Israel’s Cabinet has approved the construction of 19 new settlements in the occupied West Bank, far-right Finance Minister Betzalel Smotrich announced Sunday. The plan includes two settlements previously evacuated under the 2005 disengagement plan and brings the total number of new settlements over the past two years to 69, Smotrich wrote on X.
According to the anti-settlement group Peace Now, the approval will raise the total number of West Bank settlements by nearly 50% under the current government, from 141 in 2022 to 210. The decision also retroactively legalizes certain outposts and neighborhoods on lands where Palestinians were previously evacuated. Settlements are widely considered illegal under international law.

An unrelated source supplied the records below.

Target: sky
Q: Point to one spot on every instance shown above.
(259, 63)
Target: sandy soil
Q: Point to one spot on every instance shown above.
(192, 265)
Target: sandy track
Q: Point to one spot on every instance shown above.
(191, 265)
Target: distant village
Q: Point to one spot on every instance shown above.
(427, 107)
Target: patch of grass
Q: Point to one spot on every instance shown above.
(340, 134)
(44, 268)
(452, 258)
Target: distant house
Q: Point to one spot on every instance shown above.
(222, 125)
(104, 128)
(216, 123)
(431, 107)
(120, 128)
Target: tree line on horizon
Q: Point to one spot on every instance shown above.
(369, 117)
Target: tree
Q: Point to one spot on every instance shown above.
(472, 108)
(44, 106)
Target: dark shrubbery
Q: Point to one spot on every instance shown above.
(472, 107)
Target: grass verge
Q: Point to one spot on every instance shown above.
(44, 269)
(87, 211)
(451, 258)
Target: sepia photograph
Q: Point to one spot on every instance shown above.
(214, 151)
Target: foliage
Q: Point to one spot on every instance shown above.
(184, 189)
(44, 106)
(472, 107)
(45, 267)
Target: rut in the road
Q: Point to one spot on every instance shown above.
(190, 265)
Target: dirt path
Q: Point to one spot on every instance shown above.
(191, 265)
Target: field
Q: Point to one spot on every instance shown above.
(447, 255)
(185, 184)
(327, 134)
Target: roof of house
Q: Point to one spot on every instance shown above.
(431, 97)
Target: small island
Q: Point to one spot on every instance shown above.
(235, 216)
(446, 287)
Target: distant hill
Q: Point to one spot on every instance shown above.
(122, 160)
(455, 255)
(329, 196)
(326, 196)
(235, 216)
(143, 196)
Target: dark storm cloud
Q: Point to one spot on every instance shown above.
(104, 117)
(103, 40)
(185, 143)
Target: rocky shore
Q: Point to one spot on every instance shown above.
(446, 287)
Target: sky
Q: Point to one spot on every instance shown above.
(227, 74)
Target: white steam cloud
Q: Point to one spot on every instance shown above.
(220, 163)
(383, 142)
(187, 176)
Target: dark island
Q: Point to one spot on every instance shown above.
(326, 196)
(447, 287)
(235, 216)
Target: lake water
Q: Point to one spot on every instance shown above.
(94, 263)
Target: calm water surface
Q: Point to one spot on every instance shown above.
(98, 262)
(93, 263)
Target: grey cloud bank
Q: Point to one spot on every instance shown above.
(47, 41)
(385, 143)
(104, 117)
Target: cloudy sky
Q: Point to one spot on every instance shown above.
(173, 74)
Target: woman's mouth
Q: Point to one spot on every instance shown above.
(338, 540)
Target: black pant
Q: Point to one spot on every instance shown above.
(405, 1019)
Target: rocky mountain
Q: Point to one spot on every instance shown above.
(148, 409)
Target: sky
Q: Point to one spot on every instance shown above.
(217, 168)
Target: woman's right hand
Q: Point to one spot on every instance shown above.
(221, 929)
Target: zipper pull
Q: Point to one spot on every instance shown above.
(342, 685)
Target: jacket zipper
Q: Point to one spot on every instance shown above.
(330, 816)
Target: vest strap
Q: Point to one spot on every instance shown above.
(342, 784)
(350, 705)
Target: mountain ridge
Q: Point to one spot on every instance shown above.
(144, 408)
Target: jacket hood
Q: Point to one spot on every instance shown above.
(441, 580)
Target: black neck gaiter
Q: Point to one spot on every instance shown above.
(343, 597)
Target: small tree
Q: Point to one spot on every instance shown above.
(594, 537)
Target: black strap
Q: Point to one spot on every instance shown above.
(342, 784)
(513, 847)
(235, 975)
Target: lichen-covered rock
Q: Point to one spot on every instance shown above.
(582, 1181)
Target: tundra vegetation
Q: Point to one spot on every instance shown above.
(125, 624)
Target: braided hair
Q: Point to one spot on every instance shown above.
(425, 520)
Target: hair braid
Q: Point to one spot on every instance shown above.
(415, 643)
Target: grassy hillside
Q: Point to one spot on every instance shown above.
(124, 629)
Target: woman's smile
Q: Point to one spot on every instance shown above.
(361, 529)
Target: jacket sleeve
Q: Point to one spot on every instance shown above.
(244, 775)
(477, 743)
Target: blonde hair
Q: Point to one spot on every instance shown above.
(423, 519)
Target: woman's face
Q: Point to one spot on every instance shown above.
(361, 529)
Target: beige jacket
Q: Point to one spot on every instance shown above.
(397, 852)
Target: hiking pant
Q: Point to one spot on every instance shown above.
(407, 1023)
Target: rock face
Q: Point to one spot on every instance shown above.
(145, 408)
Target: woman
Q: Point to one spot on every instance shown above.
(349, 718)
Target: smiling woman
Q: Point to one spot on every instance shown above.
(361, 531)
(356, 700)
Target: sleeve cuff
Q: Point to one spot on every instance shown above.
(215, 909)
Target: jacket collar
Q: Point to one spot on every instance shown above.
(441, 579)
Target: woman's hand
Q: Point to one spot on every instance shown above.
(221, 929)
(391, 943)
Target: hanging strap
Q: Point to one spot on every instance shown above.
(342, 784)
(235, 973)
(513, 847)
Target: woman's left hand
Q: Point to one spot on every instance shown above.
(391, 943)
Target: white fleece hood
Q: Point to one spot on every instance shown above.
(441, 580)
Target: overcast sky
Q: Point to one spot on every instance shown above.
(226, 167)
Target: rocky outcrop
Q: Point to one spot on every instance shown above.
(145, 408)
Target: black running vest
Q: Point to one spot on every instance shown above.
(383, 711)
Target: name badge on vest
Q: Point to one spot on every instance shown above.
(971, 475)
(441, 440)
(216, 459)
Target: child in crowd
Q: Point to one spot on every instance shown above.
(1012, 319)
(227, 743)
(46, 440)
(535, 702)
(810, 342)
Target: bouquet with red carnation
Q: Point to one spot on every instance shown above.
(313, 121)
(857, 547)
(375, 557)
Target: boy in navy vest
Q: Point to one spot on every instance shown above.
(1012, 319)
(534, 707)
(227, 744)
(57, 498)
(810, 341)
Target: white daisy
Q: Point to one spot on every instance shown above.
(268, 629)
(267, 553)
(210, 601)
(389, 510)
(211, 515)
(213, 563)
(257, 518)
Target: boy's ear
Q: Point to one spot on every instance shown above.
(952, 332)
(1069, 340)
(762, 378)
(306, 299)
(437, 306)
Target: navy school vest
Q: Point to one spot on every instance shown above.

The announcement comes as the U.S. urges Israel and Hamas to advance a new phase of the Gaza ceasefire, effective Oct. 10, which envisions a potential pathway to a Palestinian state — a goal critics say the settlements undermine.
Israel seized the West Bank, east Jerusalem, and Gaza in the 1967 war. Currently, more than 500,000 Israelis live in West Bank settlements, with over 200,000 in contested east Jerusalem. The government, dominated by far-right officials including Smotrich and Cabinet Minister Itamar Ben-Gvir, who oversees the police, has prioritized settlement expansion.
Settlement growth has coincided with a surge in attacks against Palestinians. During October’s olive harvest, settlers carried out an average of eight attacks daily, the highest since 2006, according to the U.N. humanitarian office. By Nov. 24, at least 136 additional attacks were recorded, including arson, mosque desecration, ransacking of industrial facilities, and crop destruction. Israeli authorities have largely limited their response to occasional condemnations.